PCDM Model for Web Archives

159 views
Skip to first unread message

Ilya Kreymer

unread,
Aug 25, 2017, 4:26:20 PM8/25/17
to pc...@googlegroups.com
Hello PCDM Community,

I’m writing to let you all know that the Webrecorder team is interested in creating a PCDM model and profile for web archive data. (Webrecorder, hosted at https://webrecorder.io/, is a free and open-source tool for creating high-fidelity web archives of any web page.) Our goal is to facilitate the preservation of web archive objects in Fedora, and longer term, potentially expose web archive data to other Fedora-based repositories.

I’ve chatted with Nick Ruest a bit about this project, and we’ve presented this idea on the Fedora tech call, but wanted to share this goal with the official PCDM list and to gauge interest in this work from the community. We’ve already experimented with writing WARC files to Fedora and providing replay access directly from Fedora-stored WARCs with promising results, but there is not yet a linked data model for the entirety of web archive data and metadata.
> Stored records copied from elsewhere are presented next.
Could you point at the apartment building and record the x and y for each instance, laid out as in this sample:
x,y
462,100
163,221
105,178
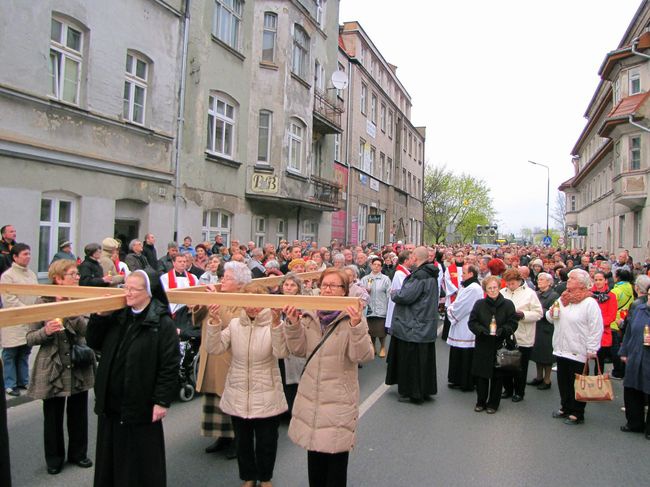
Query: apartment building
x,y
380,156
607,198
88,97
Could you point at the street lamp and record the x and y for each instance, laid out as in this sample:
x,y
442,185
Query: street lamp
x,y
548,188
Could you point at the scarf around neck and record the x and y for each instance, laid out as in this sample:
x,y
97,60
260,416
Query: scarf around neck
x,y
575,297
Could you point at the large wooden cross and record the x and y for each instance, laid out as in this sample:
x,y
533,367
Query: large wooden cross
x,y
85,300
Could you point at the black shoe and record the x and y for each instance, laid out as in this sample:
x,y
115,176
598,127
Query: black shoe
x,y
83,463
218,445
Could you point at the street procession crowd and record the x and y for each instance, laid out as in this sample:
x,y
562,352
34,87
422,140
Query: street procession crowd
x,y
560,308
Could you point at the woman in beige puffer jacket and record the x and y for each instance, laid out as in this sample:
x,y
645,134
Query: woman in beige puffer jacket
x,y
326,411
253,394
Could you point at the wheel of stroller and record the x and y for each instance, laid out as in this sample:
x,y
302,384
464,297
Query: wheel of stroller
x,y
186,393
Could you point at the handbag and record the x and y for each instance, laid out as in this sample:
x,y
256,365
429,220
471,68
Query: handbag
x,y
509,359
593,388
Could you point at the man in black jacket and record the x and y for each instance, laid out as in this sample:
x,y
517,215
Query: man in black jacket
x,y
136,381
412,353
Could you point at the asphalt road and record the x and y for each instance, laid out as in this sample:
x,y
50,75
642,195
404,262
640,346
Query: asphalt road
x,y
442,443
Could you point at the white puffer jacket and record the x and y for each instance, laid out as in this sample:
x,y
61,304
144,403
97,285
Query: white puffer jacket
x,y
253,385
525,300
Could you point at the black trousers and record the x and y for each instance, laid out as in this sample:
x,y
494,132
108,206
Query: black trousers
x,y
635,414
566,371
327,469
515,383
257,445
77,423
488,391
129,455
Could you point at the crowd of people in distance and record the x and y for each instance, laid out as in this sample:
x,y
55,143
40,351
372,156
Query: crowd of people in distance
x,y
257,366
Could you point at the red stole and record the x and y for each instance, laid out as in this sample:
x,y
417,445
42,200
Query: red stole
x,y
171,276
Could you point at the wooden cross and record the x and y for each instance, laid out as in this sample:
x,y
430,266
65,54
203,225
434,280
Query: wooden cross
x,y
87,300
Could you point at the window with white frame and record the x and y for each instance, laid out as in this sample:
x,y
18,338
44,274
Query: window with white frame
x,y
216,222
635,81
221,126
362,216
296,145
226,23
264,136
635,153
135,88
56,226
259,230
300,55
269,36
66,44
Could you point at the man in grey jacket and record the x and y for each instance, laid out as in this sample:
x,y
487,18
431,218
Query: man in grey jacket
x,y
412,354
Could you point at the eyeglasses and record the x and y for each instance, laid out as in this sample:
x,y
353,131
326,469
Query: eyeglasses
x,y
331,286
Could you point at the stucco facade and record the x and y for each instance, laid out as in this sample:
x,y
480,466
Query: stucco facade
x,y
606,199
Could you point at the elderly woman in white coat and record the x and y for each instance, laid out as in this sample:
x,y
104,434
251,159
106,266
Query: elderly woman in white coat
x,y
529,310
327,404
578,329
460,339
253,393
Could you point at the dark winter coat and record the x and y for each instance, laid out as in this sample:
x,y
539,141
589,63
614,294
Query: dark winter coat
x,y
152,360
415,316
543,348
637,368
486,345
91,273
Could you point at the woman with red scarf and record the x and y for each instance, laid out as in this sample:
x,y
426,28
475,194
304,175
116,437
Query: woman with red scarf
x,y
608,307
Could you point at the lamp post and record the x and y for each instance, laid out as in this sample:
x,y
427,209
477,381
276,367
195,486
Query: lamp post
x,y
548,188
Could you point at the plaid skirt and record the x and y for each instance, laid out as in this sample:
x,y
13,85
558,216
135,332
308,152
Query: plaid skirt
x,y
215,423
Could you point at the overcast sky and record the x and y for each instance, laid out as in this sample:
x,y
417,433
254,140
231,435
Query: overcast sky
x,y
498,83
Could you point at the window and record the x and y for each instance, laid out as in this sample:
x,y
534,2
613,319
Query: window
x,y
337,147
221,126
216,222
65,61
227,21
264,137
268,36
296,135
635,81
635,153
362,221
637,229
621,230
55,228
135,89
259,230
300,59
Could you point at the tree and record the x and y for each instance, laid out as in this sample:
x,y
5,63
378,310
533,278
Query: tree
x,y
451,201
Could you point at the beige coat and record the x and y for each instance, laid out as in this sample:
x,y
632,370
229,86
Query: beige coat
x,y
53,374
213,369
326,409
16,336
254,385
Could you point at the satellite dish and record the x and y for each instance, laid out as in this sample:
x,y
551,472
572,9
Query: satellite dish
x,y
339,80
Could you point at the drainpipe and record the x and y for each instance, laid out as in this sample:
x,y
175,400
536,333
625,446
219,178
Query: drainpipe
x,y
180,120
631,121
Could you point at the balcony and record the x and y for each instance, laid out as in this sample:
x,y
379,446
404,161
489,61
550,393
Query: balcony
x,y
631,189
327,113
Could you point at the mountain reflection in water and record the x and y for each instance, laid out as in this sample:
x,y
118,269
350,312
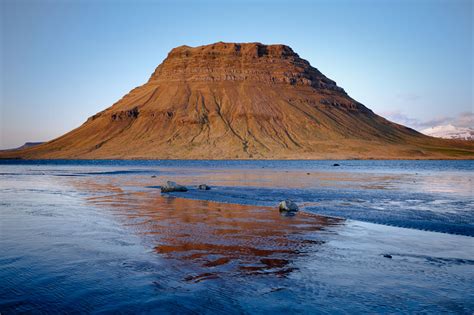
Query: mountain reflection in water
x,y
219,238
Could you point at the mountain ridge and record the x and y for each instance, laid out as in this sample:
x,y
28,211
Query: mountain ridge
x,y
241,101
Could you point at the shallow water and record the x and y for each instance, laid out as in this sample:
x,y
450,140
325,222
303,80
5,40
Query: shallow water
x,y
99,237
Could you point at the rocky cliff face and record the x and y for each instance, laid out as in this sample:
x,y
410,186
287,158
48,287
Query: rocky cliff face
x,y
229,100
254,62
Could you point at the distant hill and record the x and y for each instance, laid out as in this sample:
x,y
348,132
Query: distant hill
x,y
241,101
450,132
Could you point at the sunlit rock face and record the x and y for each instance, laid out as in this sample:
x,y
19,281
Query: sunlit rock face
x,y
241,101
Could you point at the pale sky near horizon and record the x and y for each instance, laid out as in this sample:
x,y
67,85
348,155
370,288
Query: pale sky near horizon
x,y
63,61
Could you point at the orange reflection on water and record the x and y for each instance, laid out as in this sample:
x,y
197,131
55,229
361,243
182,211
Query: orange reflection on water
x,y
217,237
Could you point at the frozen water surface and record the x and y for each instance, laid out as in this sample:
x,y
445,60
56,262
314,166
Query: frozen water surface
x,y
97,236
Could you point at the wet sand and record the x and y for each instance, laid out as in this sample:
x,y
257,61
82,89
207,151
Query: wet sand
x,y
112,242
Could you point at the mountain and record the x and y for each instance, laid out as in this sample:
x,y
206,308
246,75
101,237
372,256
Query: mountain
x,y
241,101
25,146
450,132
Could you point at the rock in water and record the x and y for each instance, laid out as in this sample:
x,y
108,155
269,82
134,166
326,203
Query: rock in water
x,y
288,206
172,186
204,187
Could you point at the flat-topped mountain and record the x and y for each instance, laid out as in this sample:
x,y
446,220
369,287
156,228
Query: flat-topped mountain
x,y
241,101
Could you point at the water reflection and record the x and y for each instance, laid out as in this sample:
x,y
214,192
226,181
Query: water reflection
x,y
217,238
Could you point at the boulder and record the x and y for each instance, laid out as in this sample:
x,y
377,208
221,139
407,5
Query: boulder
x,y
288,206
172,186
203,187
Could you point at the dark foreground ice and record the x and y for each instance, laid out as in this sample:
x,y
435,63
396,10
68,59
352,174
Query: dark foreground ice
x,y
99,237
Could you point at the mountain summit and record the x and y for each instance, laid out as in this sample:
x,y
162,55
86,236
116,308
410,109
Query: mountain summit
x,y
241,101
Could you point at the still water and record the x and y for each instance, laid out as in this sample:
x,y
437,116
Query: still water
x,y
98,236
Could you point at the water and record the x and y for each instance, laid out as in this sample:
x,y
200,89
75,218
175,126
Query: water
x,y
97,236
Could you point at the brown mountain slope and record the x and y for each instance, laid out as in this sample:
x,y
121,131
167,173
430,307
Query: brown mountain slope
x,y
238,101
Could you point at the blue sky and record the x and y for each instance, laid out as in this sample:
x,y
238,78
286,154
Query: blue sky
x,y
63,61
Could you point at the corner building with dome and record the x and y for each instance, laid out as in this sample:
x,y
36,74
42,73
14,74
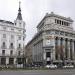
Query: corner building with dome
x,y
12,40
54,41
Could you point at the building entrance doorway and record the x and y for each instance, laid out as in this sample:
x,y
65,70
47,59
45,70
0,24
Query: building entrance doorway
x,y
11,61
3,61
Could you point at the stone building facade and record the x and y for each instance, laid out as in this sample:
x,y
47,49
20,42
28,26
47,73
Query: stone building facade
x,y
12,40
54,41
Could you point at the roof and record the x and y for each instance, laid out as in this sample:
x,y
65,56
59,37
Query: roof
x,y
55,15
4,21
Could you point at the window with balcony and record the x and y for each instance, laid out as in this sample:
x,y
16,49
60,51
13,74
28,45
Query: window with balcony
x,y
4,28
3,52
19,37
12,36
4,35
3,45
19,45
11,45
19,53
11,52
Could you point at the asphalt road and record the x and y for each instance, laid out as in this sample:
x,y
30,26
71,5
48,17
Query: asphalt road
x,y
41,72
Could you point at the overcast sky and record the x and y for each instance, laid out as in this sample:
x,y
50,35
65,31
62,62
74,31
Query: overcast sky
x,y
34,10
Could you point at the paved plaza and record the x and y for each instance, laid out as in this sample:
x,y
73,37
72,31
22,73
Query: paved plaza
x,y
40,72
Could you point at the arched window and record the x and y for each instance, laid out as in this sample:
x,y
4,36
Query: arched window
x,y
19,45
19,53
11,45
3,44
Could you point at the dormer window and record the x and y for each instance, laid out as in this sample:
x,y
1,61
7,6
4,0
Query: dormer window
x,y
61,22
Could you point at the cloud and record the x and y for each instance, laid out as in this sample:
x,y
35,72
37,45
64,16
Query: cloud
x,y
34,10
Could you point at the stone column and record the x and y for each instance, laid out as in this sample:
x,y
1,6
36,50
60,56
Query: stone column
x,y
15,61
73,50
0,60
68,48
58,48
64,48
53,49
7,60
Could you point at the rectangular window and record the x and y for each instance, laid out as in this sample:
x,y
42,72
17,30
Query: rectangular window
x,y
4,35
19,53
4,28
19,38
12,29
3,52
11,52
12,36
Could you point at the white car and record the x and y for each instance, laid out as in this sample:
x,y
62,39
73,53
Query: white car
x,y
51,66
68,66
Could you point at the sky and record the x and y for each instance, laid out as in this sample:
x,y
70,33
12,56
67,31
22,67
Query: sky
x,y
34,10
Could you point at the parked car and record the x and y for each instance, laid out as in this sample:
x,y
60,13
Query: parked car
x,y
68,66
51,66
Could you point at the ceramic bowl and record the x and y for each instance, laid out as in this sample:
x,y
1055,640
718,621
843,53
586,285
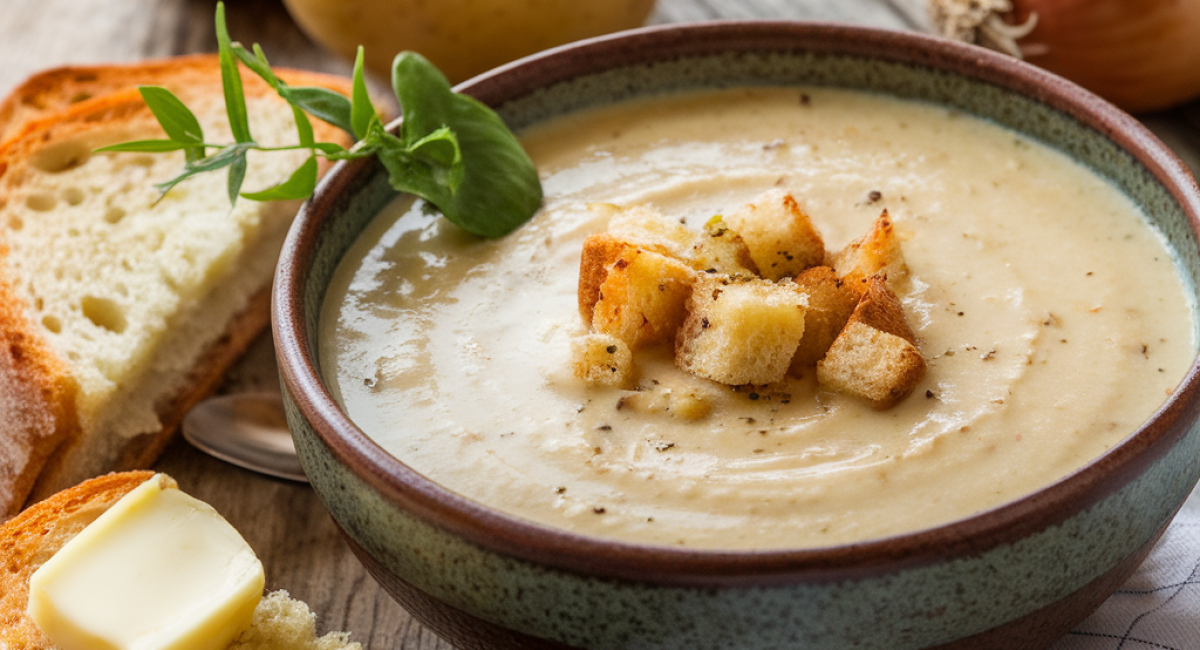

The intent will be to describe all objects associated with web archives, such as files (WARCs, indexes), crawls/recordings, and collections of crawls/recordings, as well as entry point URLs, for example seeds or bookmarks. While our initial use case will be with Webrecorder, we would like the data model to apply to any web archiving use case. It may also be possible to describe individual urls stored in web archives, and to enable them to be linked from other objects.

The first phase of this effort will be to fully include all web archive objects via PCDM which Webrecorder will manage on its own. As a later phase, we also hope that this effort can lead to an eventual way to share web archives stored in Fedora with other repositories, for example, by providing UI/discovery level links from Islandora or Samvera-based repositories to specific web archive bookmarks.

I wanted to ask if anyone here would be interested in being more involved with this process. 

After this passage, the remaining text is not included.